Attended by representatives from the public and private sectors, the dialogue was organised by the Cambodian Safety Solution Organisation (CAMSAFE) and the Asian Vision Institute (AVI).

Setting LPA at 18 years old

According to data from the World Health Organization’s Global Health Observatory, 19 per cent of 15- to 19-year-olds in Cambodia are current drinkers.

Some 28 per cent of males in this age group drink alcohol, and 11 per cent of females.

The need to limit youth access to alcohol is important because of the harms associated with drinking at an early age and its long-term impact on a child’s development.

The vast majority of countries across the globe have adopted an LPA, a law that specifies the legal age when an individual can purchase an alcoholic beverage whether on- or off-premises.
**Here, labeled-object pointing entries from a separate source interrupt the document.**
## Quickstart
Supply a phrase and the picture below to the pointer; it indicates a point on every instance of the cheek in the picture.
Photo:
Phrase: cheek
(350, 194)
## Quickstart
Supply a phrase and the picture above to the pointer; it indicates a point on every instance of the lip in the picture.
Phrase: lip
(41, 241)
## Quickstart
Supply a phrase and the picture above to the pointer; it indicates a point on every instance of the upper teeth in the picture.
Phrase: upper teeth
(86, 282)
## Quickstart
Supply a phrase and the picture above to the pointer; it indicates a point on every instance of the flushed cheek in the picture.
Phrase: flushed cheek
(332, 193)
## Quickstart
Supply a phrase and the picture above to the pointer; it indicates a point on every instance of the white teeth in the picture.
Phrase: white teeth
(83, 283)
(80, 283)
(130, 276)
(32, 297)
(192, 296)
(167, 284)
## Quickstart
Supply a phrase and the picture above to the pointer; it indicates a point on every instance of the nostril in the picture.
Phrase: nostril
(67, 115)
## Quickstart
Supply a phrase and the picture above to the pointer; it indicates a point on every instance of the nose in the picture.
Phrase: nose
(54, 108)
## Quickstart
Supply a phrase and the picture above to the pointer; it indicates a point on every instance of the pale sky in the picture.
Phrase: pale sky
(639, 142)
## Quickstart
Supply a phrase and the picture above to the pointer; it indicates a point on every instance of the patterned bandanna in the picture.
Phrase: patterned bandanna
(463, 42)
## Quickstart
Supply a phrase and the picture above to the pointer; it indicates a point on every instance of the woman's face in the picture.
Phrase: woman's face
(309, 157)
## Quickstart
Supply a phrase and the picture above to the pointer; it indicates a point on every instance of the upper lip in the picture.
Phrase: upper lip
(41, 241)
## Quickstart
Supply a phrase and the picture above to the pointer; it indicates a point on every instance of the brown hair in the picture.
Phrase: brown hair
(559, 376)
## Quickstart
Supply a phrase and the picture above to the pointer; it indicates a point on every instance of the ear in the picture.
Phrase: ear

Specifically, the introduction of an LPA provides important protections when it comes to the sale and advertising of alcohol.

In other jurisdictions, an LPA ensures alcohol is not sold or willingly advertised to minors.

As a result, it has been shown to be an effective policy tool to reduce and prevent youth drinking.

Cambodia remains one of the few nations in the world, and the only country in ASEAN, without a minimum LPA.

While there is no consensus internationally regarding the age at which alcohol intake becomes appropriate, the most commonly applied in ASEAN countries is 18.

Globally, close to 80 per cent of countries with an LPA have set the legal age at 18 years old.

In May 2022, HE Sun Chanthol, Senior Minister and Minister of Public Works and Transport, announced the government’s intention to set a legal minimum age limit for alcohol consumption.

Officials from his ministry, the Ministry of Education, Youth and Sports, and the Ministry of Health hope to reach a consensus soon.

HE Min Meanvy presided over the session. SUPPLIED

Multi-stakeholder dialogue session

Building on the government’s announcement, the multi-stakeholder dialogue on January 10 provided an opportunity for stakeholders from the private and public sector to share their perspectives on this important topic.

Key line ministries were in attendance, along with civil society and private sector representatives, international embassies and trade associations.

The event was presided over by HE Min Meanvy, Secretary of State at the Ministry of Public Works and Transport, who is also secretary-general of the National Road Safety Committee.

Participants explored the proposals for an LPA in Cambodia and its implications, as well as the potential benefits, risks and challenges that could arise from the adoption of such a policy.

It further provided a platform for stakeholders to share their perspectives on how best to ensure that any changes introduced to Cambodia’s regulatory framework are effective, equitable and sustainable.

There was an overall agreement on the importance of an LPA for Cambodia and the need to put one in place.

Beyond the adoption of an LPA, the multi-stakeholder dialogue session was an important demonstration that shared solutions, and cemented robust partnerships among the private and public sectors, and communities key to reducing youth drinking.